Merge pull request #20 from xcube-dev/pont-19-restructure-stac

pont-us · web-flow · commit 5d3573fb21ff · 2025-05-09T18:13:34.000+02:00
Integrate output datasets with EOAP STAC catalogue
diff --git a/.github/workflows/publish-docs.yaml b/.github/workflows/publish-docs.yaml
@@ -0,0 +1,28 @@
+name: publish-docs
+on:
+  push:
+    branches:
+      - main
+permissions:
+  contents: write
+jobs:
+  deploy:
+    runs-on: ubuntu-latest
+    steps:
+      - uses: actions/checkout@v4
+      - name: Configure Git Credentials
+        run: |
+          git config user.name github-actions[bot]
+          git config user.email 41898282+github-actions[bot]@users.noreply.github.com
+      - uses: actions/setup-python@v5
+        with:
+          python-version: 3.x
+      - run: echo "cache_id=$(date --utc '+%V')" >> $GITHUB_ENV
+      - uses: actions/cache@v4
+        with:
+          key: mkdocs-material-${{ env.cache_id }}
+          path: .cache
+          restore-keys: |
+            mkdocs-material-
+      - run: pip install mkdocs-material
+      - run: mkdocs gh-deploy --force
diff --git a/docs/index.md b/docs/index.md
@@ -0,0 +1,25 @@
+# xcengine
+
+xcube tools for compute engines
+
+## Overview
+
+xcengine provides a command `xcetool` which converts a Jupyter Python notebook
+to a compute engine. A compute engine consists of:
+
+- A docker container image packaging the notebook code, a Python environment,
+  and an [xcube](https://xcube.readthedocs.io/) server component, letting
+  the notebook results be served over multiple supported APIs and explored
+  in the interactive xcube viewer.
+- An accompanying CWL file defining an OGC
+  [Earth Observation Application Package](docs.ogc.org/bp/20-089r1.html) using
+  the container image. This lets your notebook code run as part of a processing
+  workflow on any EOAP platform.
+
+In the conversion process, xcengine tries to maximize convenience for the user
+by requiring as little extra configuration and input as possible.
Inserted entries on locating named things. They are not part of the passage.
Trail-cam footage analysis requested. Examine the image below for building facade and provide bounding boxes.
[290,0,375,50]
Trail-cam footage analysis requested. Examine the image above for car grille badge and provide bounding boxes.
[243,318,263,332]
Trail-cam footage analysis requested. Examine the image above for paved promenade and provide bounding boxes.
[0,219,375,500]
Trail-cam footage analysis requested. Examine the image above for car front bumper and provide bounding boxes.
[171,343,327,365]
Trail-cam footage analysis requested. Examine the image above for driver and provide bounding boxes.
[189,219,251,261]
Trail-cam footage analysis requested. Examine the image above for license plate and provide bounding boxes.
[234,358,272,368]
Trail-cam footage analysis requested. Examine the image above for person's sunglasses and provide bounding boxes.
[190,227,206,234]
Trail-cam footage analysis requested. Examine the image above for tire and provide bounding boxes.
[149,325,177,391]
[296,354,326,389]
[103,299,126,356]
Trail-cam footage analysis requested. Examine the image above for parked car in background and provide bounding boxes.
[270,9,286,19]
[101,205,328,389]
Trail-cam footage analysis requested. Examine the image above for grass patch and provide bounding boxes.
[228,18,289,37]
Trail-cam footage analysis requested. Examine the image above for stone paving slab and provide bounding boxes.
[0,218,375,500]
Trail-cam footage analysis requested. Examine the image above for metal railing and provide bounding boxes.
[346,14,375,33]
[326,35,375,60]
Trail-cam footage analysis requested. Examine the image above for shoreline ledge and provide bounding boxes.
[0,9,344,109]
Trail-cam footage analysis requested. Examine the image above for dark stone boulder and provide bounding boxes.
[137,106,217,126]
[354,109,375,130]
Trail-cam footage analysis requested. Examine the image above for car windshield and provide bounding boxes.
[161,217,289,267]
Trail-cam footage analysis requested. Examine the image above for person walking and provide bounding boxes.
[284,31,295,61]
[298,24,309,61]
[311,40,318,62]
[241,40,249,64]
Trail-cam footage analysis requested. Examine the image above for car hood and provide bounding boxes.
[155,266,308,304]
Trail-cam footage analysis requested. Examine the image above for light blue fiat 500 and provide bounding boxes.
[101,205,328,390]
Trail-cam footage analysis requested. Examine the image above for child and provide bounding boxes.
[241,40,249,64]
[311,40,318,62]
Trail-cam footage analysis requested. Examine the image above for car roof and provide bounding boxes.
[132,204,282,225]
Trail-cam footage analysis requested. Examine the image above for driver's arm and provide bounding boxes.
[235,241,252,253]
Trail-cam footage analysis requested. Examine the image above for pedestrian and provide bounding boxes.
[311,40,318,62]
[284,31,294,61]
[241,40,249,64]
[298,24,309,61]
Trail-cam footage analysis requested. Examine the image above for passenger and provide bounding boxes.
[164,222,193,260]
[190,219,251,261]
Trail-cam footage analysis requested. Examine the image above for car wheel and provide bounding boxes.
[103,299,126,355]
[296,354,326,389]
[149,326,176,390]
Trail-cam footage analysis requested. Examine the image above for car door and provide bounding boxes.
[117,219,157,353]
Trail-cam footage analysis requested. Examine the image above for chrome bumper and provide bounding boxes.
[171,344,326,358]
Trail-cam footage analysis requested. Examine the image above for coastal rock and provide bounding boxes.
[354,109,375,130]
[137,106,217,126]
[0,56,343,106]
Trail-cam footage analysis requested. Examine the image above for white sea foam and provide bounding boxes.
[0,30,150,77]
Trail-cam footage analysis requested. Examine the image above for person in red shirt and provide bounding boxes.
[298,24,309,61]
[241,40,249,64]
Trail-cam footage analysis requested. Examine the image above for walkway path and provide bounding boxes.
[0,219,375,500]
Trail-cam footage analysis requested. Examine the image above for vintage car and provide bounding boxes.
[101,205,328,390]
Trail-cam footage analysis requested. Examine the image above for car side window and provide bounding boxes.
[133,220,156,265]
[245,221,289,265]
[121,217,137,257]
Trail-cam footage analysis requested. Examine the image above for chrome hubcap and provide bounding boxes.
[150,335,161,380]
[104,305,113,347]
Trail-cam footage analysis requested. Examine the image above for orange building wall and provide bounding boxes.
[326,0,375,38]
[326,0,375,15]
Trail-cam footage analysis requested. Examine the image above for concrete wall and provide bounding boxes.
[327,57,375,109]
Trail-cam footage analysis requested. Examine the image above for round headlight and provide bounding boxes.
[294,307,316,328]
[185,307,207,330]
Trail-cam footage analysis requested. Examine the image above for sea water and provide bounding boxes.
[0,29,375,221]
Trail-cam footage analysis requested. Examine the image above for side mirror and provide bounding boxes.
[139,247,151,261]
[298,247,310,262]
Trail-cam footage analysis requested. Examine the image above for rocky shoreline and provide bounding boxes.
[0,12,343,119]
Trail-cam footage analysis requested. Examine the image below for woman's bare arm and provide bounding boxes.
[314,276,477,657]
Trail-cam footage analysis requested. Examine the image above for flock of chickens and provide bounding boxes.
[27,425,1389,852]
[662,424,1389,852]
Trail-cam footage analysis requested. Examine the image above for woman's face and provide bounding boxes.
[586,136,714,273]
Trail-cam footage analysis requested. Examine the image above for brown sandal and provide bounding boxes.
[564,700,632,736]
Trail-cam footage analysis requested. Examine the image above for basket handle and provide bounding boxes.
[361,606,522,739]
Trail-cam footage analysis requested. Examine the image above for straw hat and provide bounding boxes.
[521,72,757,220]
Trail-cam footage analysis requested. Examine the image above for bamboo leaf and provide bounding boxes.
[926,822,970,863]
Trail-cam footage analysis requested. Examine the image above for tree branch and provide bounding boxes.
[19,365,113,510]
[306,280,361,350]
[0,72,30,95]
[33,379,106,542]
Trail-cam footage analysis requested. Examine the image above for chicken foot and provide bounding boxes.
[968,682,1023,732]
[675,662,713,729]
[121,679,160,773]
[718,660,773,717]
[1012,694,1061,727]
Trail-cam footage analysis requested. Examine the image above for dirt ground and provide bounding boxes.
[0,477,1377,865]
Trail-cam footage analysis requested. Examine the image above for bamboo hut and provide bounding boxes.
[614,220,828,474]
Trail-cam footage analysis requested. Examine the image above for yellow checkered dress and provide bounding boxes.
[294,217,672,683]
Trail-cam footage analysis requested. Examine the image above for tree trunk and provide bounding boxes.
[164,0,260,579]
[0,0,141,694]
Input
+variables and their types can be defined by tagging a notebook cell
+(similarly to [papermill](https://papermill.readthedocs.io/)), and output
+datasets are automatically extracted from the notebook’s environment.
+Some user configuration is unavoidable, but xcengine automates much of the
+boilerplate required to create an EOAP.
diff --git a/mkdocs.yml b/mkdocs.yml
@@ -0,0 +1,4 @@
+site_name: xcengine
+site_url: https://xcube-dev.github.io/xcengine
+theme:
+  name: material
diff --git a/test/test_util.py b/test/test_util.py
@@ -5,7 +5,7 @@
 import pytest
 import xarray as xr
 
-from xcengine.util import clear_directory, write_stac
+from xcengine.util import clear_directory, write_stac, save_datasets
 
 
 @pytest.fixture
@@ -38,23 +38,42 @@ def test_clear_directory(tmp_path):
     assert os.listdir(tmp_path) == []
 
 
-def test_write_stac(tmp_path, dataset):
-    write_stac({"ds1": dataset, "ds2": dataset}, tmp_path)
+@pytest.mark.parametrize("write_zarrs", [False, True])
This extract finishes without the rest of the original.